Alternative Certification: Design for a National Study

Citation

Humphrey, D. C., Wechsler, M., Bosetti, K., Wayne, A., & Adelman, N. (2002). Alternative certification: Design for a national study. Menlo Park, CA: SRI International.

Introduction

Teacher shortages are a major issue in some areas of the country, particularly in urban school districts. Across the nation, the demand for new hires is expected to increase by 2 percent per year for the next several years, with a need to hire approximately 2.5 million teachers over the next ten years (Hussar, 1999). Nationwide, high-poverty schools are chronically unable to attract fully prepared teachers, especially those schools in urban or rural environments (Ingersoll, 1996). In California alone, more than 42,000 classroom teachers—or 14% of the workforce— did not hold preliminary or professional clear credentials in 2000-01. About half of the new teachers in the state begin teaching before completing a preliminary teaching credential. Making matters worse, students in the lowest-performing schools are about five times more likely to be taught by an underprepared teacher than students in high performing schools (Shields et al., 2001). Similar patterns of inequity are found in New York State, where urban schools, the lowest-performing schools, and schools with high numbers of poor and minority students bear the brunt of the maldistribution of underpreprared teachers (Lankford, Loeb, & Wyckoff, 2002).
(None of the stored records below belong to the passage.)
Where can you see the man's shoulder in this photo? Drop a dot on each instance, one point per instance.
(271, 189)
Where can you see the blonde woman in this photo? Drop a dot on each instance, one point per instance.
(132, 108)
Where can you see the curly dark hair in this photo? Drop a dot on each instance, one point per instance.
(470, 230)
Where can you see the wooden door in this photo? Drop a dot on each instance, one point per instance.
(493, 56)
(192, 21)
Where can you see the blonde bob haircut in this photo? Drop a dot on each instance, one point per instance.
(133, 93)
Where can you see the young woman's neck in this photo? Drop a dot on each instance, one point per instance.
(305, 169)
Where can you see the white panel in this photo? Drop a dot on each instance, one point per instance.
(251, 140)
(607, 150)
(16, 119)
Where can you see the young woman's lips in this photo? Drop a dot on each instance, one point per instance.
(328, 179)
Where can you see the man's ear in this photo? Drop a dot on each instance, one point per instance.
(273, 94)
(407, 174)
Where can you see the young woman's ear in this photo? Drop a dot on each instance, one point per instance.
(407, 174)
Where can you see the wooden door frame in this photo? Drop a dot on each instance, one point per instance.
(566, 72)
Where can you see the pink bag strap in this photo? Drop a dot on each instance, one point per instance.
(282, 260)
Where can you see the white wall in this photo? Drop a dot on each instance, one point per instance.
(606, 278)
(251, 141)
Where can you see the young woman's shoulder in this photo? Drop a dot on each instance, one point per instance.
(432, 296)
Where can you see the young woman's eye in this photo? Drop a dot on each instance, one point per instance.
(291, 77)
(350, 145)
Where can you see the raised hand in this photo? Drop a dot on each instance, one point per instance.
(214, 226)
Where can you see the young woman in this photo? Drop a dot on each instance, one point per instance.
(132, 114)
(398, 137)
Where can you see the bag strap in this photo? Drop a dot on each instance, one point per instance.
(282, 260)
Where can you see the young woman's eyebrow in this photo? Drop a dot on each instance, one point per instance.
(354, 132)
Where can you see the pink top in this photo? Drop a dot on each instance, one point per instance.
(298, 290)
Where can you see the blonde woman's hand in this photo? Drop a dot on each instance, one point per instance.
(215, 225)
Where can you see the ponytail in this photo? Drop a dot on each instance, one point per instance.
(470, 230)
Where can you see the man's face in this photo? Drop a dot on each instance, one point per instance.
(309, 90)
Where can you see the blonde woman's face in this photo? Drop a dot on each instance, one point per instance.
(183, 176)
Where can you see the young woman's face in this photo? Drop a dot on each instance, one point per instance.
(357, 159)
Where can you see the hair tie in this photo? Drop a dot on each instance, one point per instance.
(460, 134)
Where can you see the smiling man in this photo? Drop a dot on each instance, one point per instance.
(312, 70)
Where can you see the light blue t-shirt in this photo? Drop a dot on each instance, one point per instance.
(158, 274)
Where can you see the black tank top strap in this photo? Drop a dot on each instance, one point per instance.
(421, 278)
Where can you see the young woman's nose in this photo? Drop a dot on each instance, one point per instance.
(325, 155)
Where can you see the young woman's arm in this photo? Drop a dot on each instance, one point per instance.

At the same time as the need for new teachers is growing, there is a focus on improving the quality of the nation’s teacher workforce. For more than a decade, most states and school districts have been implementing standards-based reform with mixed results (Cohen & Hill, 1998; Shields, David, Humphrey &Young, 1999). A growing chorus of policymakers and researchers have pointed to the centrality of teacher quality to school improvement and increased student achievement. Indeed, recent research demonstrates the enormous influence of the teacher on student achievement (Hanushek, 1992; Rivkin, Hanushek & Kain, 1998; Sanders & Rivers, 1996; U.S. Department of Education, 2002). For example, Sanders’ research seems to show that two second-grade students with equivalent achievement test scores can grow 50 percentile points apart by the 5th grade solely as a result of having different teachers. Thus, the importance of teacher quality coupled with widespread teacher shortages has forced policymakers to confront the tension between teacher quality and quantity.

Some policymakers believe that alternative certification—in some form—can help meet the demand for more teachers while still maintaining or improving quality (U.S. Department of Education, 2002). As a result, alternative routes into the teaching profession are becoming increasingly commonplace. Alternative teacher education programs proliferated in the mid1980s, when projected teacher shortages pushed many state education departments and school districts to create ways of obtaining a certified teacher for every classroom (Dial & Stevens, 1993; Feistritzer, 1993). The push for alternative certification continued to grow during the 1990s. Estimates of the prevalence of alternative certification vary, depending on classification, but by 1999, 40 states and the District of Columbia had 117 state-run programs (Feistritzer & Chester, 1998, 2000). In addition, the American Association of Colleges for Teacher Education (AACTE) (1996) catalogued 328 alternative programs run by colleges and universities. Alternative certification now plays a central role in the production of new teachers in many states.